The water from a fire hose is directed at a building . The water leaves the pipe at a speed of 25 m/s at an angle of 60 deg to the horizontal. If the building is 45 m away, at what height does it hit the building ?

Answer 1

Approximately
`14\; \rm m` above the height of the fire hose, assuming that air resistance is negligible and that
`g = -9.81\; \rm m \cdot s^(-2)`.

Step-by-step explanation:

Consider the motion of water particles in two directions: vertical and horizontal.

Assuming that air resistance on the water particles is negligible.

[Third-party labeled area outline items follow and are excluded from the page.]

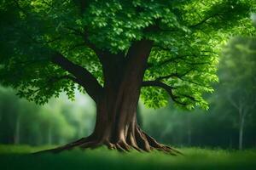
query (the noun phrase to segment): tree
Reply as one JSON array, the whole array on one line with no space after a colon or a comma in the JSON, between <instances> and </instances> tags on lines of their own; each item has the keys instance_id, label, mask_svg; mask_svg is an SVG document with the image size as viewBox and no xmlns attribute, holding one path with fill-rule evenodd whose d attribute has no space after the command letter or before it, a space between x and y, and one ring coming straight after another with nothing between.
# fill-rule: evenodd
<instances>
[{"instance_id":1,"label":"tree","mask_svg":"<svg viewBox=\"0 0 256 170\"><path fill-rule=\"evenodd\" d=\"M94 132L53 150L174 150L137 126L141 97L207 108L221 44L251 34L253 0L34 0L1 3L1 82L38 104L75 84L96 105ZM141 93L141 88L142 89Z\"/></svg>"},{"instance_id":2,"label":"tree","mask_svg":"<svg viewBox=\"0 0 256 170\"><path fill-rule=\"evenodd\" d=\"M239 149L242 149L245 121L256 105L256 38L236 37L224 50L220 65L221 97L238 114ZM223 96L224 95L224 96Z\"/></svg>"}]
</instances>

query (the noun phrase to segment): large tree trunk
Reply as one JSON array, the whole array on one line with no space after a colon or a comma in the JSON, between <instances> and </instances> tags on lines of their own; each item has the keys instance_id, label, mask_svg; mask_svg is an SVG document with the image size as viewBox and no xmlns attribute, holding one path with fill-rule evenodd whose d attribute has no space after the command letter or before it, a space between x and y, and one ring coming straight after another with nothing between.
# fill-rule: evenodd
<instances>
[{"instance_id":1,"label":"large tree trunk","mask_svg":"<svg viewBox=\"0 0 256 170\"><path fill-rule=\"evenodd\" d=\"M102 59L104 90L96 102L94 132L87 138L54 149L53 151L75 146L94 148L107 145L109 149L122 151L131 149L149 151L155 149L173 155L179 153L156 142L137 122L140 90L152 43L146 40L135 42L125 59L119 54L105 54L108 60L104 60L104 57Z\"/></svg>"}]
</instances>

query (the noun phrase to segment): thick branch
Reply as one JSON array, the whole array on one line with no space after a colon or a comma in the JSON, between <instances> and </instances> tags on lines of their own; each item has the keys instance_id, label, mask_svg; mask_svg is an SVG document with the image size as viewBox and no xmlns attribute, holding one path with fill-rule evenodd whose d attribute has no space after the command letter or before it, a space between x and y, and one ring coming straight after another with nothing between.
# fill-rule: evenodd
<instances>
[{"instance_id":1,"label":"thick branch","mask_svg":"<svg viewBox=\"0 0 256 170\"><path fill-rule=\"evenodd\" d=\"M174 102L176 102L181 105L187 105L186 103L180 102L177 99L178 97L173 94L173 93L172 93L172 90L174 89L173 87L168 86L167 84L161 82L160 81L145 81L143 82L143 87L150 87L150 86L151 87L159 87L159 88L165 89Z\"/></svg>"},{"instance_id":2,"label":"thick branch","mask_svg":"<svg viewBox=\"0 0 256 170\"><path fill-rule=\"evenodd\" d=\"M74 76L73 79L84 88L88 94L97 103L102 91L102 87L94 76L86 69L75 65L61 54L53 56L52 62Z\"/></svg>"}]
</instances>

• Vertically, water particles would accelerate at
  `(-9.81\; \rm m \cdot s^(-2))` (towards the ground.)
• Horizontally, water particles would travel at a constant velocity.

Initial velocity:
`v_0 = 25\; \rm m \cdot s^(-1)`. Angle of elevation:
`\epsilon = 60^\circ`. Calculate the initial velocity of these water particles in these two components:

• Initial horizontal velocity:
  `v_0 (\text{horizontal}) = v_0 \cdot \cos\left(\epsilon\right) \approx 12.5\; \rm m \cdot s^(-1)`.
• Initial vertical velocity:
  `v_0 (\text{vertical}) = v_0 \cdot \sin\left(\epsilon\right) \approx 21.7\; \rm m \cdot s^(-1)`.

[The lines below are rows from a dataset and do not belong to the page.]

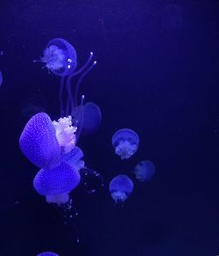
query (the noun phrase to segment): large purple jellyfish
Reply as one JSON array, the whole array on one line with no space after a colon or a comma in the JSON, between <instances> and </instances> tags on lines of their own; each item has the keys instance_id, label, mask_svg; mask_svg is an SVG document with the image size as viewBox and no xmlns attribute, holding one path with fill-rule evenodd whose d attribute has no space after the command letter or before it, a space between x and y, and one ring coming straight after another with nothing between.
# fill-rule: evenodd
<instances>
[{"instance_id":1,"label":"large purple jellyfish","mask_svg":"<svg viewBox=\"0 0 219 256\"><path fill-rule=\"evenodd\" d=\"M39 113L26 123L19 139L24 155L39 168L51 168L60 164L60 147L55 128L46 113Z\"/></svg>"},{"instance_id":2,"label":"large purple jellyfish","mask_svg":"<svg viewBox=\"0 0 219 256\"><path fill-rule=\"evenodd\" d=\"M153 178L155 173L154 165L151 161L141 161L135 166L134 173L138 181L149 181Z\"/></svg>"},{"instance_id":3,"label":"large purple jellyfish","mask_svg":"<svg viewBox=\"0 0 219 256\"><path fill-rule=\"evenodd\" d=\"M115 153L122 160L128 159L138 150L139 137L133 130L122 128L113 135L112 145L115 149Z\"/></svg>"},{"instance_id":4,"label":"large purple jellyfish","mask_svg":"<svg viewBox=\"0 0 219 256\"><path fill-rule=\"evenodd\" d=\"M127 175L117 175L110 183L112 199L117 203L124 203L133 191L133 182Z\"/></svg>"},{"instance_id":5,"label":"large purple jellyfish","mask_svg":"<svg viewBox=\"0 0 219 256\"><path fill-rule=\"evenodd\" d=\"M80 183L81 176L77 170L61 162L52 169L41 169L34 178L33 187L47 202L58 205L69 200L68 194Z\"/></svg>"}]
</instances>

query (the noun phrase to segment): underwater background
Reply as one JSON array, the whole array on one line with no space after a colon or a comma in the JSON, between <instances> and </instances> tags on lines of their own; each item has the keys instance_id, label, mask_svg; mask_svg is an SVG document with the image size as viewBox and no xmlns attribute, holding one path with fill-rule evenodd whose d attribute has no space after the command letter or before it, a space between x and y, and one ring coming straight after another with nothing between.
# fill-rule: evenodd
<instances>
[{"instance_id":1,"label":"underwater background","mask_svg":"<svg viewBox=\"0 0 219 256\"><path fill-rule=\"evenodd\" d=\"M33 114L59 118L60 77L33 62L53 38L75 48L78 66L94 52L80 92L102 117L79 146L105 187L74 190L67 223L34 191L38 168L18 143ZM219 254L219 1L1 0L0 70L1 256ZM121 128L140 138L125 161L111 144ZM155 176L138 183L144 159ZM124 207L109 192L120 173L134 182Z\"/></svg>"}]
</instances>

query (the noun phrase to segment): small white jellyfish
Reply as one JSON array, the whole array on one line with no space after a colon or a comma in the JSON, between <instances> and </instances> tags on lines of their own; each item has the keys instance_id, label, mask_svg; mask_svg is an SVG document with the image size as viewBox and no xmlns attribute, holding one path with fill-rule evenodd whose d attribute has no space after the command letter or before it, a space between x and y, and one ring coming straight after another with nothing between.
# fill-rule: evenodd
<instances>
[{"instance_id":1,"label":"small white jellyfish","mask_svg":"<svg viewBox=\"0 0 219 256\"><path fill-rule=\"evenodd\" d=\"M130 158L139 145L139 137L136 132L129 128L117 130L112 136L112 145L115 154L122 160Z\"/></svg>"},{"instance_id":2,"label":"small white jellyfish","mask_svg":"<svg viewBox=\"0 0 219 256\"><path fill-rule=\"evenodd\" d=\"M145 182L151 180L155 172L155 167L151 161L139 162L134 170L136 179L140 182Z\"/></svg>"},{"instance_id":3,"label":"small white jellyfish","mask_svg":"<svg viewBox=\"0 0 219 256\"><path fill-rule=\"evenodd\" d=\"M44 51L44 56L41 58L42 62L46 63L49 70L57 70L63 68L65 55L63 50L55 45L51 45Z\"/></svg>"},{"instance_id":4,"label":"small white jellyfish","mask_svg":"<svg viewBox=\"0 0 219 256\"><path fill-rule=\"evenodd\" d=\"M0 71L0 86L2 85L3 84L3 73L2 71Z\"/></svg>"},{"instance_id":5,"label":"small white jellyfish","mask_svg":"<svg viewBox=\"0 0 219 256\"><path fill-rule=\"evenodd\" d=\"M133 182L127 175L117 175L110 183L110 192L116 203L124 203L133 191Z\"/></svg>"}]
</instances>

How much time would it take for a water particle reaches the building from the hose? That particle needs to travel
`x(\text{horizontal}) = 45\; \rm m` at a constant horizontal speed of
`v(\text{horizontal}) \approx 12.5\; \rm m \cdot s^(-1)`. Therefore:

`\displaystyle t = \frac{x(\text{horizontal})}{v(\text{horizontal})} \approx 3.6\; \rm s`.

In other words, that water particle would be approximately
`3.6\; \rm s` into its flight when it hits the building. What would be its height? Assuming that the air resistance on that particle is negligible. The height of that water particle at time
`t` may be modeled using the SUVAT equation:

`\displaystyle x(\text{vertical}) = (1)/(2)\, a \, t^(2) + \left[v_0(\text{vertical})\right]\, t`,

where:

• 
  `x(\text{vertical})` gives the height of the water particle (relative to where it was launched.)

• 
  `a = g = -9.81\; \rm m \cdot s^(-2)` (negative because gravitational acceleration points towards the ground.)

• 
  `v_0(\text{vertical}) \approx 21.7\; \rm m \cdot s^(-1)` (see above.)

• 
  `t \approx 3.6\; \rm s` (that's the time when the water particle hits the building.)

Calculate the height of the water particle when it hits the building:

`\begin{aligned}x(\text{vertical}) &= (1)/(2)\, a \, t^(2) + \left[v_0(\text{vertical})\right]\, t \\ &\approx (1)/(2) * \left(-9.81\; \rm m \cdot s^(-2)\right) * (3.6\; \rm s)^2 + 21.7\; \rm m \cdot s^(-1) * 3.6\; \rm s \\ &\approx 14\; \rm m\end{aligned}`.